L’influence de RZA est grande. Après s’être essayé au métier d’acteur avec plus ou moins de succès (notamment avec Jim Jarmusch ou dans la série Californication), le voilà à la tête d’une production certes de petite envergure (15 millions de dollars), mais en bonne compagnie. Oui, RZA sait s’entourer : Quentin Tarantino à la production, Eli Roth au scénario, Russell Crowe et Lucy Liu devant la caméra. Pour la bande originale, pas de problème, on demande aux copains : le reste du Wu-Tang Clan, Kanye West, The Black Keys, Talib Kweli.

Un générique dans la règle de l’art. Typographie, arrêt sur image, danse martiale, tout y est. Il ne manque que le logo de la Shaw et on s’y croirait. L’amour pour le genre transparaît instantanément. Un village où la violence règne, un dirigeant brave, des fils adoptifs comploteurs, une maison close, une grosse quantité d’or, tous les ingrédients sont donc réunis pour nous offrir un spectacle trépidant. Tout fleure bon le film cool, alors qu’est-ce qui cloche au fond ?

À peu près tout. Ce genre de pastiche, de déclaration d’amour à un certain cinéma, on a envie de l’aimer, de le soutenir. On voudrait qu’il nous ramène à un temps révolu, qu’il nous délivre des bouffées de nostalgie, on voudrait un véritable hommage. Las ! The Man With The Iron Fists tutoie involontairement la parodie. RZA, malgré toute sa bonne volonté, n’a vraisemblablement pas saisi tout ce qui faisait l’essence des films de la Shaw Brothers.

Plus le film avance, et plus l’impression d’un assemblage de séquences relevant plus d’un caprice immature que d’un véritable hommage s’installe. La passion du début est étouffée. Le spectateur semble être mis de côté assez rapidement. RZA réalise le film avant tout pour se faire plaisir, on l’aura compris. Il n’hésite alors pas à incorporer des éléments de Western, de Blaxploitation, de Chanbara. Oui, le cinéma d’exploitation, c’est cool. RZA a vu les derniers films de Tarantino et de Rodriguez. On ajoute des gloires locales (Gordon Liu, Chen-Kuen Tai), des has-been (Pam Grier pour un cameo ridicule) et des mauvais acteurs (Byron Mann, le Ryu du Street Fighter avec JCVD) pour montrer que quand même, on fait preuve de distance avec le sujet.

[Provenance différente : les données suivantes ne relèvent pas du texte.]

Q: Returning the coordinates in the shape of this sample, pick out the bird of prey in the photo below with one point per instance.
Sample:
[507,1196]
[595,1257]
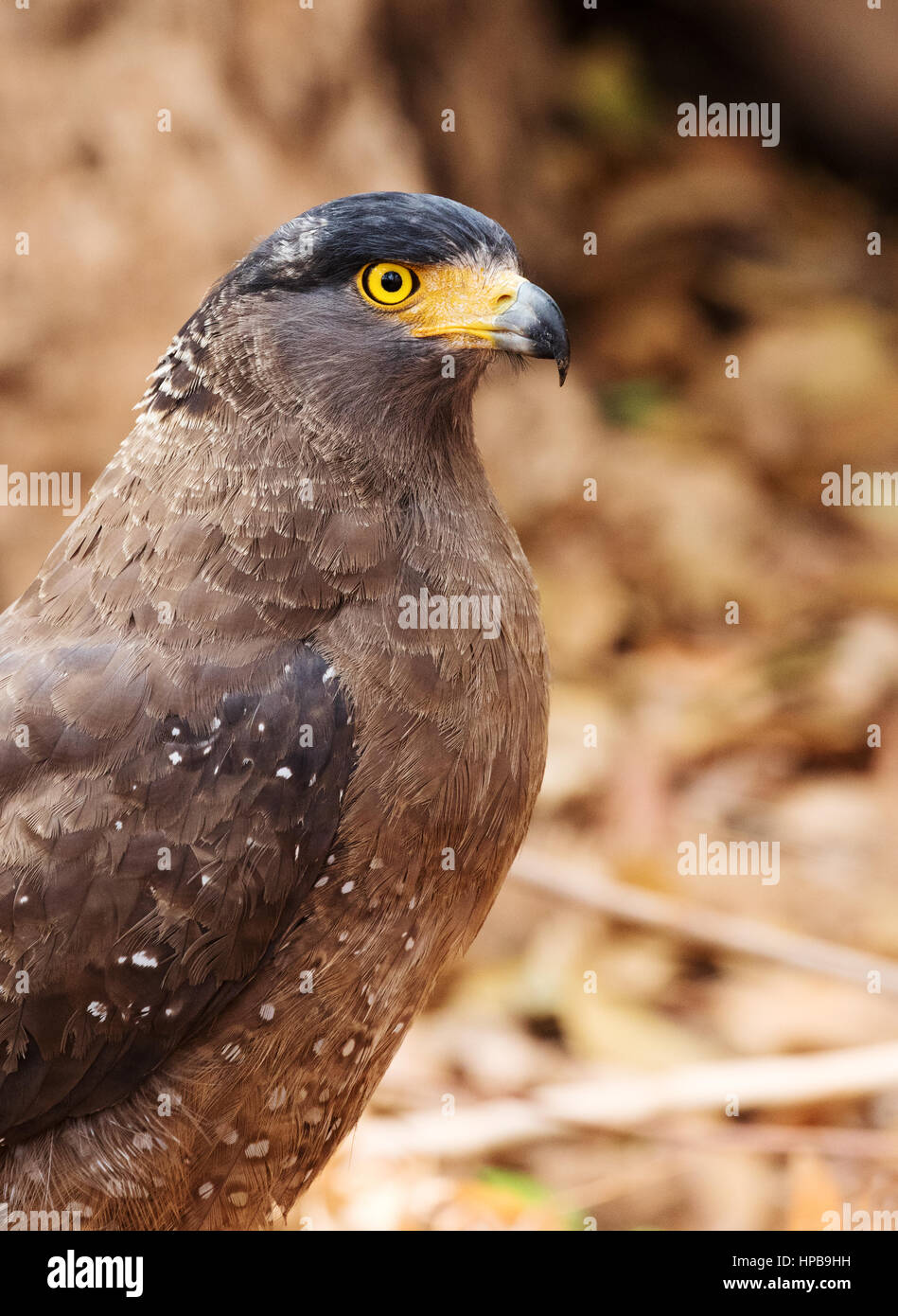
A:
[273,721]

Esthétiquement, on est bien plus proche du 300 de Zack Snyder ou même de la série Spartacus: Blood and Sand que de Chang Cheh, Liu-Chia Liang ou Chu Yuan, qui sont ouvertement cités. On atteint des sommets d’immondices lors de séquences abusant de split screens et de ralentis « snyderiens ». Ce qui prouve que l’approche de RZA tient plus du pot-pourri thématique et visuel que du véritable hommage qu’on était en droit d’attendre du membre du Wu-Tang Clan. On voit bien que RZA a vu la Trilogie du sabreur manchot, La 36ème chambre de Shaolin ou La guerre des clans, mais ce n’est hélas pas suffisant.

On en arrive à trouver le temps long durant les 1h35 de The Man With The Iron Fists. Prévisible, mou, et aux dialogues indigents, le film n’est hélas pas sauvé par des combats chorégraphiés sans une once d’inspiration par Corey Yuen, qu’on a évidemment connu en meilleure forme.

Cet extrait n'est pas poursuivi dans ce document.